Although courts are still open and conducting Zoom hearings, there is no doubt that many court cases are moving along more slowly than otherwise desired because of the COVID-19 pandemic. A potentially more practical and expedient method of divorce is collaborative law. Collaborative law is just how it sounds. The collaborative law model is an alternative method for resolving disputes without going to court. When both spouses in a divorce sign a collaborative law participation agreement, they are committing to negotiate in a safe environment and to work on an outcome that keeps the participants’ individual and mutual goals in mind. This setting encourages creative solutions to complex problems without the court’s involvement, thereby allowing the participants to move as fast or slow as they like. With the current pandemic, having the ability to move at your own pace is an invaluable aspect of the collaborative law model. Other benefits of collaborative law include the following:
- Collaborative law helps families come to an agreed and equitable division of assets without the expensive cost of litigation which oftentimes includes a “battle of the experts” on critical issues such as valuation of the assets and characterization of those assets (i.e., whether an asset is community property or separate property).

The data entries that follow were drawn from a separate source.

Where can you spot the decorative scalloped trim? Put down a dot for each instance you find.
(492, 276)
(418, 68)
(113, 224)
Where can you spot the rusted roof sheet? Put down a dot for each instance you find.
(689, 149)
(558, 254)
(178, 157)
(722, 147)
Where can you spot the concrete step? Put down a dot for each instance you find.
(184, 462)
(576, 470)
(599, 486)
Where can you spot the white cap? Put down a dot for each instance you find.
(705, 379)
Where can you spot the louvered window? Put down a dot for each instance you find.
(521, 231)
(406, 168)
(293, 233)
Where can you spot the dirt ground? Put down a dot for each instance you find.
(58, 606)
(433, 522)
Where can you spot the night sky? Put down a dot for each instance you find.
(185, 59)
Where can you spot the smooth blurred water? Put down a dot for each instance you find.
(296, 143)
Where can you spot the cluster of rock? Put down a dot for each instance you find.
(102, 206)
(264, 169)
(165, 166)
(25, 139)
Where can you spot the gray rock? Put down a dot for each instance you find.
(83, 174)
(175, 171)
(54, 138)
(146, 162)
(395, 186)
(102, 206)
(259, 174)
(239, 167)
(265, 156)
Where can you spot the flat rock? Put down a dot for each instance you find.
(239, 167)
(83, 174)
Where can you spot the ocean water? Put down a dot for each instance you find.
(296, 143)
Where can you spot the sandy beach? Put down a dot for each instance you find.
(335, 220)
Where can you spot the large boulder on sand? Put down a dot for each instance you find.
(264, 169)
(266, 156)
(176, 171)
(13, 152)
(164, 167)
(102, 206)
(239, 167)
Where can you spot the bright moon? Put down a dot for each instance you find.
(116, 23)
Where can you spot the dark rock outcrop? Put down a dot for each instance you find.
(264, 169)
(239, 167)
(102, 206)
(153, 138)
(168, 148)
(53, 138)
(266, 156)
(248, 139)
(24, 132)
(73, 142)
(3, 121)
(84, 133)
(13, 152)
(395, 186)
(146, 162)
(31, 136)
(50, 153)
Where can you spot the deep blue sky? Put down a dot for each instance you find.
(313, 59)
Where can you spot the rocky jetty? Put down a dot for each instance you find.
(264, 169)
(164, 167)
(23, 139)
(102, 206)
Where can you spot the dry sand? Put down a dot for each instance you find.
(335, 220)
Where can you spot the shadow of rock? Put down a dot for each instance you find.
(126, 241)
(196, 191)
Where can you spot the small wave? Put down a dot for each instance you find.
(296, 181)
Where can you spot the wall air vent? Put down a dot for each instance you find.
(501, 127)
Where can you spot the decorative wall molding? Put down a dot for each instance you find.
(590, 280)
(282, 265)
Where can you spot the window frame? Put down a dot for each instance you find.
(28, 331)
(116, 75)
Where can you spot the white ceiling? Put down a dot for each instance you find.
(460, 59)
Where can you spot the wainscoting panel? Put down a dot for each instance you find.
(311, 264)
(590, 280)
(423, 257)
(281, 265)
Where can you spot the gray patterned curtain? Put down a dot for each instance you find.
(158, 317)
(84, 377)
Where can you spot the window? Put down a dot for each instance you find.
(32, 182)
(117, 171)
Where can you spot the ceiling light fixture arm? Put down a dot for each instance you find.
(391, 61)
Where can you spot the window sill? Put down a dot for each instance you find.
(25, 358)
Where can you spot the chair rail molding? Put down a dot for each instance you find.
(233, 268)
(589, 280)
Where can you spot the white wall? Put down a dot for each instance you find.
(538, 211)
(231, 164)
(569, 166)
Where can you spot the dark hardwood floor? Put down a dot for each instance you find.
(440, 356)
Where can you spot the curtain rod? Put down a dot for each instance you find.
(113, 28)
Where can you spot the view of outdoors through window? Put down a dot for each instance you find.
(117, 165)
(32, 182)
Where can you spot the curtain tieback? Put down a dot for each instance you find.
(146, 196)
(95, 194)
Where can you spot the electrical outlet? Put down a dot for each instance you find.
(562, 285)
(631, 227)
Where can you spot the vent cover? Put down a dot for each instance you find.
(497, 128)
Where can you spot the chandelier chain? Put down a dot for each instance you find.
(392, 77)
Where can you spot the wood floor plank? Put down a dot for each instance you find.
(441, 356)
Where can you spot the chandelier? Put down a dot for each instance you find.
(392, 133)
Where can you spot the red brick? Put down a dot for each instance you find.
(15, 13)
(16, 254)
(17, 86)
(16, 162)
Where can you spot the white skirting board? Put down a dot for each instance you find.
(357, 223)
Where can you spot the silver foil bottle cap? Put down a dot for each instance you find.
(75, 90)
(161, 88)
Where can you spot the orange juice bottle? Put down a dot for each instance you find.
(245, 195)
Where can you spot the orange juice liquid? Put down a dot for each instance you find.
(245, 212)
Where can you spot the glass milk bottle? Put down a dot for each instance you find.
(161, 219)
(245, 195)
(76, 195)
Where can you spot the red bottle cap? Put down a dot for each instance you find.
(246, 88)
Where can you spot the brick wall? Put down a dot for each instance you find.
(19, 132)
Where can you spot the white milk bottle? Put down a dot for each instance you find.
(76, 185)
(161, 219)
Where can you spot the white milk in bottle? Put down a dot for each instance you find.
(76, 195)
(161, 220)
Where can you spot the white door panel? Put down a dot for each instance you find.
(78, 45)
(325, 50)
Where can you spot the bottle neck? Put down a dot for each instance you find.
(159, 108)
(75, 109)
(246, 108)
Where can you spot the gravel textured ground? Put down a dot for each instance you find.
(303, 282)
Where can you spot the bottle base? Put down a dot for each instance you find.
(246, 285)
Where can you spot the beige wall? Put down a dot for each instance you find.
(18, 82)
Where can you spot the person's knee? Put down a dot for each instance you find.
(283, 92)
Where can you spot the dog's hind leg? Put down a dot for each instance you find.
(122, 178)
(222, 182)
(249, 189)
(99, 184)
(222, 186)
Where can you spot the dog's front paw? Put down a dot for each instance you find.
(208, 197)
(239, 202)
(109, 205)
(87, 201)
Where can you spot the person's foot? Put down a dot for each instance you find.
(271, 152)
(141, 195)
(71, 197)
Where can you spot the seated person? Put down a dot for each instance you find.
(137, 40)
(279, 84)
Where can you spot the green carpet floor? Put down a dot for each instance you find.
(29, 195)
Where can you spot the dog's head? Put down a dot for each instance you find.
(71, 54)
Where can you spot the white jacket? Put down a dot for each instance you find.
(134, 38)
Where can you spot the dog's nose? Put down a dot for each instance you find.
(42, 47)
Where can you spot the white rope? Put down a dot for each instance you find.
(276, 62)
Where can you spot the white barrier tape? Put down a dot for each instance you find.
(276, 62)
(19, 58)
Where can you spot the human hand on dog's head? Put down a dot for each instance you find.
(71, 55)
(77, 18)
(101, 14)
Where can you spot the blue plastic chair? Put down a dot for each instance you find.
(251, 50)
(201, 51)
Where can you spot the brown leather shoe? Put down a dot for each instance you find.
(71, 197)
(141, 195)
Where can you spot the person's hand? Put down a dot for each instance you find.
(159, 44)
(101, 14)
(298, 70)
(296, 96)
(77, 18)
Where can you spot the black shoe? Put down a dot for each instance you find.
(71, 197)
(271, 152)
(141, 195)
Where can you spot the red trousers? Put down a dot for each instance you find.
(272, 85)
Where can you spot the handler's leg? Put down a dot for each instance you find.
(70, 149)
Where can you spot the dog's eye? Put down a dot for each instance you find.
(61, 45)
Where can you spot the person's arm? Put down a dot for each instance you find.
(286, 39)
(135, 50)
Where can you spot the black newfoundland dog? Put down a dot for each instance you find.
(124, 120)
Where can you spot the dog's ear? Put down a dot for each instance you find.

- Collaborative law limits hostile communications: thereby avoiding toxic damage to family relationships in favor of a more positive, encouraging foundation to restructure family connections after finalizing the divorce.
- Collaborative law allows for construction of outside-the-box solutions that can increase the value of assets each party receives by reducing the expenses incurred with protracted litigation.
- Participants can work with neutral professionals who can address certain aspects of the divorce. A mental health professional with collaborative law training can help find the goals of the participants and help broker their parenting plan while a financial professional can help with characterization and division of assets.
- Collaborative law can resolve cases quickly and efficiently which is especially important in these uncertain times.
There is no doubt that families already in conflict are going through an even more stressful time than usual, with COVID-19 affecting the ability to go about normal life for the foreseeable future, especially with distance learning right now and many summer camps canceled. If a divorce is inevitable, then collaborative law should be considered for your case as it involves a team of professionals (an attorney for each spouse, a neutral mental health professional, and a neutral financial professional) who have your back and the best interest of your family in mind.